Coccarelli Alberto, Polydoros Ioannis, Drysdale Alex, Harraz Osama F, Kadapa Chennakesava
Zienkiewicz Institute for Modelling, Data and AI, Faculty of Science and Engineering, Swansea University, Swansea, UK.
Department of Mechanical Engineering, Faculty of Science and Engineering, Swansea University, Swansea University Bay Campus, Fabian Way, Crymlyn Burrows, Skewen, Swansea, SA1 8EN, UK.
Biomech Model Mechanobiol. 2025 Jun;24(3):1123-1140. doi: 10.1007/s10237-025-01958-3. Epub 2025 May 9.
Cerebral autoregulation plays a key physiological role by limiting blood flow changes in the face of pressure fluctuations. Although the underlying vascular cellular processes are chemo-mechanically driven, estimating the associated haemodynamic forces in vivo remains extremely difficult and uncertain. In this work, we propose a novel computational methodology for evaluating the blood flow dynamics across networks of myogenically-active cerebral arteries, which can modulate their muscular tone to stabilize flow (and perfusion pressure) as well as to limit vascular intramural stress. The introduced framework integrates a continuum mechanics-based, biologically-motivated model of the rat vascular wall with 1D blood flow dynamics. We investigate the time dependency of the vascular wall response to pressure changes at both single vessel and network levels. The dynamical performance of the vessel wall mechanics model was validated against different pressure protocols and conditions (control and absence of extracellular ). The robustness of the integrated fluid-structure interaction framework was assessed using different types of inlet signals and numerical settings in an idealized vascular network formed by a middle cerebral artery and its three generations. The proposed in-silico methodology aims to quantify how acute changes in upstream luminal pressure propagate and influence blood flow across a network of rat cerebral arteries. Weak coupling ensured accurate results with a lower computational cost for the vessel size and boundary conditions considered. To complete the analysis, we evaluated the effect of an upstream pressure surge on vascular network haemodynamics in the presence and absence of myogenic tone. This provided a clear quantitative picture of how pressure, flow and vascular constriction are re-distributed across each vessel generation upon inlet pressure changes. This work paves the way for future combined experimental-computational studies aiming to decipher cerebral autoregulation.
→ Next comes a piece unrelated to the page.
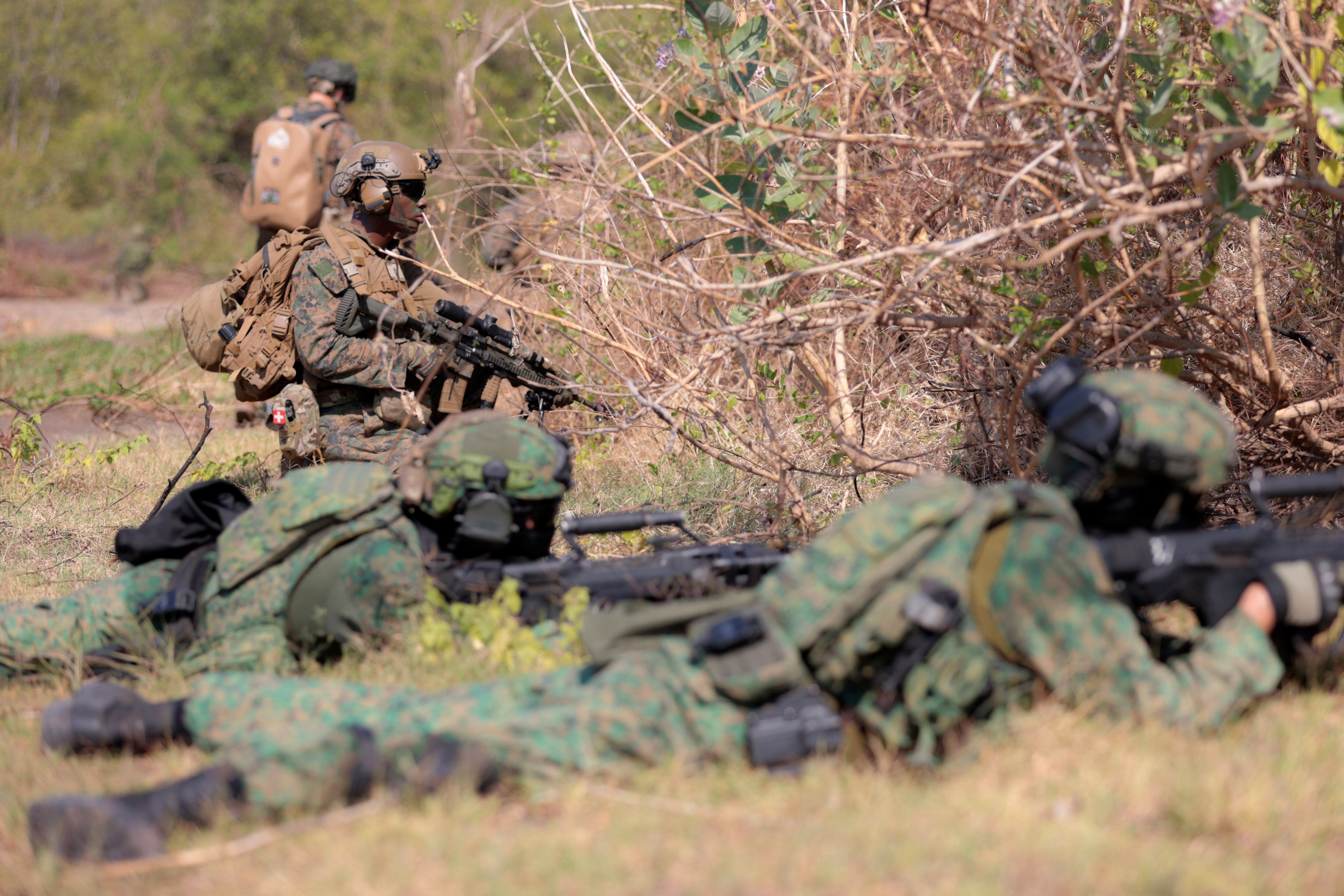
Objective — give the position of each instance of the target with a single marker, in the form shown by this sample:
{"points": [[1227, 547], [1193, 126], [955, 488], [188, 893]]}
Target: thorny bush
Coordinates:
{"points": [[837, 240]]}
脑自动调节通过在压力波动时限制血流变化发挥关键的生理作用。尽管潜在的血管细胞过程是由化学机械驱动的,但在体内估计相关的血流动力学力仍然极其困难且不确定。在这项工作中,我们提出了一种新颖的计算方法,用于评估跨肌源性活动脑动脉网络的血流动力学,这些动脉可以调节其肌肉张力以稳定血流(和灌注压)并限制血管壁内应力。引入的框架将基于连续介质力学、具有生物学动机的大鼠血管壁模型与一维血流动力学相结合。我们在单血管和网络水平上研究血管壁对压力变化响应的时间依赖性。针对不同的压力方案和条件(对照和无细胞外液)验证了血管壁力学模型的动力学性能。在由大脑中动脉及其三代分支组成的理想化血管网络中,使用不同类型的入口信号和数值设置评估了集成流固相互作用框架的稳健性。所提出的计算机模拟方法旨在量化上游管腔压力的急性变化如何在大鼠脑动脉网络中传播并影响血流。弱耦合确保了在所考虑的血管大小和边界条件下以较低的计算成本获得准确结果。为了完成分析,我们评估了在存在和不存在肌源性张力的情况下上游压力激增对血管网络血流动力学的影响。这提供了一幅清晰的定量图景,展示了入口压力变化时压力、血流和血管收缩如何在每一代血管中重新分布。这项工作为未来旨在解读脑自动调节的联合实验 - 计算研究铺平了道路。